Need help calculating resistance for transistor base
Let's design for worst case, that is a good practice.
\$Ic = 133\text{mA}\$
\$h_{FE} = 30\$ # according to the datasheet minimum 30, typically much better; @Ic=100mA
You can calculate Ib now:
\$I_b = \dfrac{I_c}{h_{FE}} = \dfrac{133\text{mA}}{30} = 4.43\text{mA}\$
\$V_{BE,SAT} = 0.95\$ # datasheet, nearest match is 50mA. Maximum value, practical value is probably much lower (0.65V)
Now let's calculate the base series resistance. This is equal to the voltage across the resistor, divided by the current through it. The current through the resistor is the same as the base current. The voltage across it is the rail voltage (5V) decreased by the base-to-emitter voltage of the transistor V(CE,sat).

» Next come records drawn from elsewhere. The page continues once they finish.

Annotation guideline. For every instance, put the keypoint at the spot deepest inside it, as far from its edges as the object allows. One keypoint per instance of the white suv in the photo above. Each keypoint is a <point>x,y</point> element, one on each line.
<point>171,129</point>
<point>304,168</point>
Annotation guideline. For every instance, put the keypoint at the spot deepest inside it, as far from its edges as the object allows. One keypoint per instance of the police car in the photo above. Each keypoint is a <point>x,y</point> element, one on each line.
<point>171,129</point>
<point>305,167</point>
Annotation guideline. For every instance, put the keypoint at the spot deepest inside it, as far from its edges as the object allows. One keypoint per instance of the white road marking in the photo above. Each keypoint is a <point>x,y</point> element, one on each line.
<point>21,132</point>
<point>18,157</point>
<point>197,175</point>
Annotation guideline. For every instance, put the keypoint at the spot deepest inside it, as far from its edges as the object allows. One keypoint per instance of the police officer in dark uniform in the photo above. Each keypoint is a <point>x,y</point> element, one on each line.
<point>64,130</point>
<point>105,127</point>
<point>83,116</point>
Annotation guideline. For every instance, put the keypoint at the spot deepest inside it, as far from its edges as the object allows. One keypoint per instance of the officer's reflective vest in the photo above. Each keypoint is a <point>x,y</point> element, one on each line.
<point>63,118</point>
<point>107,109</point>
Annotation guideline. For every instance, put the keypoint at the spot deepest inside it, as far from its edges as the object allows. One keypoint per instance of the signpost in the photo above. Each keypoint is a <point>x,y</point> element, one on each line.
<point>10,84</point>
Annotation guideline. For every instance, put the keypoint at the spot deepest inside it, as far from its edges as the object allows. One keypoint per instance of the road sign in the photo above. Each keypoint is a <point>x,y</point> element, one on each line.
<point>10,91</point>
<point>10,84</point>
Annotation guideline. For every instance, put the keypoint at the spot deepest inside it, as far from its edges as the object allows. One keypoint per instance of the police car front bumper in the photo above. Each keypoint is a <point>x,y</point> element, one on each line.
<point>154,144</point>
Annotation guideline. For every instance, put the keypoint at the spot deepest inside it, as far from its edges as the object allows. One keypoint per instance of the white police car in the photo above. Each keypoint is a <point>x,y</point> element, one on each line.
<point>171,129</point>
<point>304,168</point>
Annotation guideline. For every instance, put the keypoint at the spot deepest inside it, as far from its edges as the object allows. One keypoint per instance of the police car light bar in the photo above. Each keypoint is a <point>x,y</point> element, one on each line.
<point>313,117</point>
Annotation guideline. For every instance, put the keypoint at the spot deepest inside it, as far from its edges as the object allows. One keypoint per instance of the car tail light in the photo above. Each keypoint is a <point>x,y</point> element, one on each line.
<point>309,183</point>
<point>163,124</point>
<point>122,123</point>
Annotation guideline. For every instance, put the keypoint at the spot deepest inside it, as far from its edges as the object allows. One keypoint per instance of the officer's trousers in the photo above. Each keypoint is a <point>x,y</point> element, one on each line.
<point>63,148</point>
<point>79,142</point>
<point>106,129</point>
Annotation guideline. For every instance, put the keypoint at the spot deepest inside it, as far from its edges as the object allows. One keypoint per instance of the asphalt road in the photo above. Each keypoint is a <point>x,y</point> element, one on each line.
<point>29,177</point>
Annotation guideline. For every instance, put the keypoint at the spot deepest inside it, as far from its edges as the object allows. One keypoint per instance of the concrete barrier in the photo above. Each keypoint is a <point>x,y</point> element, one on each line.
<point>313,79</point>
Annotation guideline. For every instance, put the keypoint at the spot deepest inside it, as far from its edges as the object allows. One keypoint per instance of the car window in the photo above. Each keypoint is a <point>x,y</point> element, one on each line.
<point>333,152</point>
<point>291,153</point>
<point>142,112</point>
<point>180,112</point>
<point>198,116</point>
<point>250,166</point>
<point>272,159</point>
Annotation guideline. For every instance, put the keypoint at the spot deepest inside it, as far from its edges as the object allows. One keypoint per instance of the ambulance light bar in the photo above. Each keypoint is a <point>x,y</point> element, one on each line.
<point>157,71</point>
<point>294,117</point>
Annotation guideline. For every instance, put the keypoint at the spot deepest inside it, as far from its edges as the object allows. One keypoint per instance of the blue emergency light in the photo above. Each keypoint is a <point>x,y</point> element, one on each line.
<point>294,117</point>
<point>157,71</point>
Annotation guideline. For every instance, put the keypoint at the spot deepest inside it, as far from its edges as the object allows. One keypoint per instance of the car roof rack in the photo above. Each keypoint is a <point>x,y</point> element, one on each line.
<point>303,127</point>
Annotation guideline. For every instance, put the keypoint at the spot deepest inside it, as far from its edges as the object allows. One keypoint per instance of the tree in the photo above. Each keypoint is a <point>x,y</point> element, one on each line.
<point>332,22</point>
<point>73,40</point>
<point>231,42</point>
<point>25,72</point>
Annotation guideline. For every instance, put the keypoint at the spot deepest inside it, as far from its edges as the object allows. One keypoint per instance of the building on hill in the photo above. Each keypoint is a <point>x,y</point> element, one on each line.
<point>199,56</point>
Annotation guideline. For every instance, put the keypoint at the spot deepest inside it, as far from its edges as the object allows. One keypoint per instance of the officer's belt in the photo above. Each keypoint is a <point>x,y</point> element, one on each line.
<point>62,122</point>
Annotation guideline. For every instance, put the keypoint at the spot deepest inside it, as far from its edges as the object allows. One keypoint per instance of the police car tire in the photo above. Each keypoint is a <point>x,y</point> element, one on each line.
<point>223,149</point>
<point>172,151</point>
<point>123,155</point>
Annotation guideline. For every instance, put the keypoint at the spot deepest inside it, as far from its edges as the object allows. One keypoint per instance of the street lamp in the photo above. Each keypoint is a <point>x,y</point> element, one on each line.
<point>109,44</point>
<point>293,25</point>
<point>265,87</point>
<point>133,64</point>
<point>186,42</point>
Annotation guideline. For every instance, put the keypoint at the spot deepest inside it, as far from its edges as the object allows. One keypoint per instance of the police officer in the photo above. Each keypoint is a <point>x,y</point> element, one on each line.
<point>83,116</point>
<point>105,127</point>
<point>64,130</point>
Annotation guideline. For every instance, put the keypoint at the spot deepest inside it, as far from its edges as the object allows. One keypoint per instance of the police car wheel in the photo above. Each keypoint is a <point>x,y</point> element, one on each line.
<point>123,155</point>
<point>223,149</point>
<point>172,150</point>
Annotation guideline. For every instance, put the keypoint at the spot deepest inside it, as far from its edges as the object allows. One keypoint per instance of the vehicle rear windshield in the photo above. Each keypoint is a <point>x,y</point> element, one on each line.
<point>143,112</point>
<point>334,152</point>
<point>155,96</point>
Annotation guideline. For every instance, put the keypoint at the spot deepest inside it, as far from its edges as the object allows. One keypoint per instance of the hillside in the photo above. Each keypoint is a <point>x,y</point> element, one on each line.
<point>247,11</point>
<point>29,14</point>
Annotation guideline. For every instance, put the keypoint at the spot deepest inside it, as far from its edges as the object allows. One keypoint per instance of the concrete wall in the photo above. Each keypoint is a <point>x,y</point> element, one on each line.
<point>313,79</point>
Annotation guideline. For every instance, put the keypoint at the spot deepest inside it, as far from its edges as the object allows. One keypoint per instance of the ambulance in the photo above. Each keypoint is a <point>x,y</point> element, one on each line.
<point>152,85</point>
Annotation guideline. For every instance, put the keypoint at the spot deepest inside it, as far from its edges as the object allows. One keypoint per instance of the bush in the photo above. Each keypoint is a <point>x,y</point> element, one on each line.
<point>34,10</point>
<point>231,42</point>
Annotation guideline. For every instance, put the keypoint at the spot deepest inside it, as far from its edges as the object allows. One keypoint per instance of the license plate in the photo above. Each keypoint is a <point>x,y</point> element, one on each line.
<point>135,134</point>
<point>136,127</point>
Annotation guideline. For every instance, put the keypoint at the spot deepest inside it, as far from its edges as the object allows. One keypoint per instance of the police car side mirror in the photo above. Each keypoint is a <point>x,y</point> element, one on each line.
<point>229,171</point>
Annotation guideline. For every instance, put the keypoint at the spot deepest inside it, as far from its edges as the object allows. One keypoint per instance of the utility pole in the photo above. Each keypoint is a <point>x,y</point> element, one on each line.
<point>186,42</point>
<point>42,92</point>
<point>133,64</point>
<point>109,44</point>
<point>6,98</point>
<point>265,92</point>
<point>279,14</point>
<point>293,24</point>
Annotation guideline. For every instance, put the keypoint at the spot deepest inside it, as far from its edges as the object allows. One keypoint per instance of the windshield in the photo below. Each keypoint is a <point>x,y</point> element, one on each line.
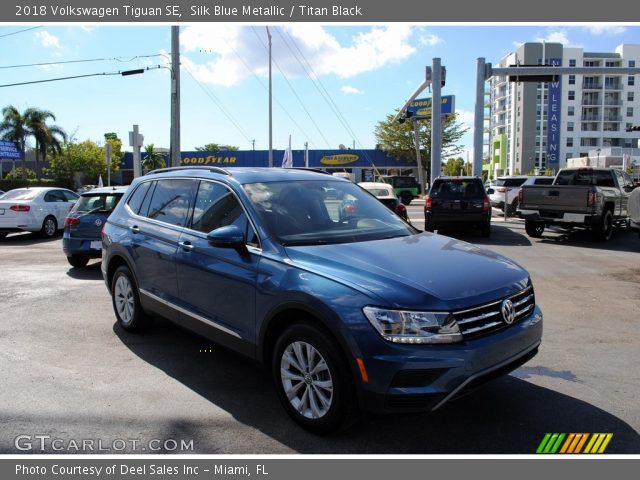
<point>319,212</point>
<point>103,203</point>
<point>21,194</point>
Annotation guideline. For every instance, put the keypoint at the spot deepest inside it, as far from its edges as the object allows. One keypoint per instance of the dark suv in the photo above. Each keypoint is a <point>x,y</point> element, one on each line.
<point>348,305</point>
<point>455,202</point>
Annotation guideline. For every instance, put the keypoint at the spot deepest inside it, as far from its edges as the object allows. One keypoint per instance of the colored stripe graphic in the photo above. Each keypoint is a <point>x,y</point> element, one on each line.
<point>575,443</point>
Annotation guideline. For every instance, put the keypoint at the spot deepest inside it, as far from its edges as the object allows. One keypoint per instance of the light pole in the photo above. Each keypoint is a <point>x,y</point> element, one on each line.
<point>270,106</point>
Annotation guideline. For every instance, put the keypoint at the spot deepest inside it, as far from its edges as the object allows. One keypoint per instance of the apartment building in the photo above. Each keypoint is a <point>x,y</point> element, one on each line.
<point>538,126</point>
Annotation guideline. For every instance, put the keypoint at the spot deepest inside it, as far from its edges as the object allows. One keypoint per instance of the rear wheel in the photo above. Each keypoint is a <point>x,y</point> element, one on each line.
<point>603,230</point>
<point>49,227</point>
<point>78,261</point>
<point>126,301</point>
<point>311,379</point>
<point>534,229</point>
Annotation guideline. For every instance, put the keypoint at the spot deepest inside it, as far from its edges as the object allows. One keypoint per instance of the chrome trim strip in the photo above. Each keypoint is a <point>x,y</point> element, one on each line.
<point>484,372</point>
<point>190,314</point>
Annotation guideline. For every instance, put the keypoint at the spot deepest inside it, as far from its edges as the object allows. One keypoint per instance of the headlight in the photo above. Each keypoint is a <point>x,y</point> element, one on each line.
<point>400,326</point>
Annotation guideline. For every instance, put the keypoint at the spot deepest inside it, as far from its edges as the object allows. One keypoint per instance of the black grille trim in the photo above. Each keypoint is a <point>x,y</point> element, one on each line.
<point>487,318</point>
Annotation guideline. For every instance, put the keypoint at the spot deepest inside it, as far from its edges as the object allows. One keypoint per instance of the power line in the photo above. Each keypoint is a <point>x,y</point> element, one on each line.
<point>267,89</point>
<point>119,72</point>
<point>295,93</point>
<point>218,103</point>
<point>316,81</point>
<point>20,31</point>
<point>119,59</point>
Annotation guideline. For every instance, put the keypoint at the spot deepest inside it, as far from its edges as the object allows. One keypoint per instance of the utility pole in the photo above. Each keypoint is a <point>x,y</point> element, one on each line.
<point>175,159</point>
<point>270,106</point>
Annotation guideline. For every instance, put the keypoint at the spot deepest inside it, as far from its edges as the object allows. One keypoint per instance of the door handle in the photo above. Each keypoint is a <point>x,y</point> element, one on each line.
<point>186,246</point>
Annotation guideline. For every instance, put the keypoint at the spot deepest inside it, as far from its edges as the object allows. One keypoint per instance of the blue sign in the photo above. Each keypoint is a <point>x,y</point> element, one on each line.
<point>421,107</point>
<point>553,119</point>
<point>9,150</point>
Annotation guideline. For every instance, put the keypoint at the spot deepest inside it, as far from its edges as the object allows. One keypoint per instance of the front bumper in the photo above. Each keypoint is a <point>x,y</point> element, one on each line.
<point>422,378</point>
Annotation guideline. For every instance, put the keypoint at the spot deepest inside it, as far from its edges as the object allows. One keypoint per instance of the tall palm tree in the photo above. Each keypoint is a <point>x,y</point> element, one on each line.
<point>47,137</point>
<point>15,127</point>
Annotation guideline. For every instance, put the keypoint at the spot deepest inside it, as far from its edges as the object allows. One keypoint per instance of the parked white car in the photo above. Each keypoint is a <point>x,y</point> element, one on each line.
<point>37,209</point>
<point>507,188</point>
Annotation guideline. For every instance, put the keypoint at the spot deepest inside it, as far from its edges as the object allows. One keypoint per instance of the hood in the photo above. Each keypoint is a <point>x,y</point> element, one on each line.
<point>424,271</point>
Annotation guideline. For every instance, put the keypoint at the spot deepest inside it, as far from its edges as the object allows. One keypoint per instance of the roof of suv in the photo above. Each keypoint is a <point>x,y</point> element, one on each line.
<point>247,174</point>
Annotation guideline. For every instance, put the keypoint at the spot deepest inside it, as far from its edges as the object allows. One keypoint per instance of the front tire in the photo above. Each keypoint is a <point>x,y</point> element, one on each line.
<point>312,379</point>
<point>603,230</point>
<point>534,229</point>
<point>49,227</point>
<point>78,261</point>
<point>126,301</point>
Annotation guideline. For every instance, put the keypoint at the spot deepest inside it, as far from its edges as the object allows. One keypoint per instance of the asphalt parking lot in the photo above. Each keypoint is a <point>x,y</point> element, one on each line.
<point>69,373</point>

\$R_B = \dfrac{U_{R_b}}{I_b} = \dfrac{V_{CC} - V_{BE}}{I_B} = \dfrac{5 - 0.95}{4.43/1000} = 913\Omega\$
With all the worst case engineering up to here, for once let's just round it up to the nearest E12 resistor value of 1kΩ (or 820Ω for worst case engineering, it will work with either).
You are right in that the relay coil seems to need 133 mA nominal. However, that's not worst case, and that assumes 12 V is applied accross the coil. Nevertheless, that's a good place to start, then we'll throw in a factor of 2 margin later anyway.
Let's say the minimum guaranteed gain of the transistor you will use is 50. That means the base current needs to be at least 133 mA / 50 = 2.7 mA. If your digital output is 5 V, then there will be about 4.3 V accross the base resistor after accounting for the B-E drop of the transistor. 4.3 V / 2.7 mA = 1.6 kΩ. To leave some margin, use about half that. The common value of 820 Ω should be good.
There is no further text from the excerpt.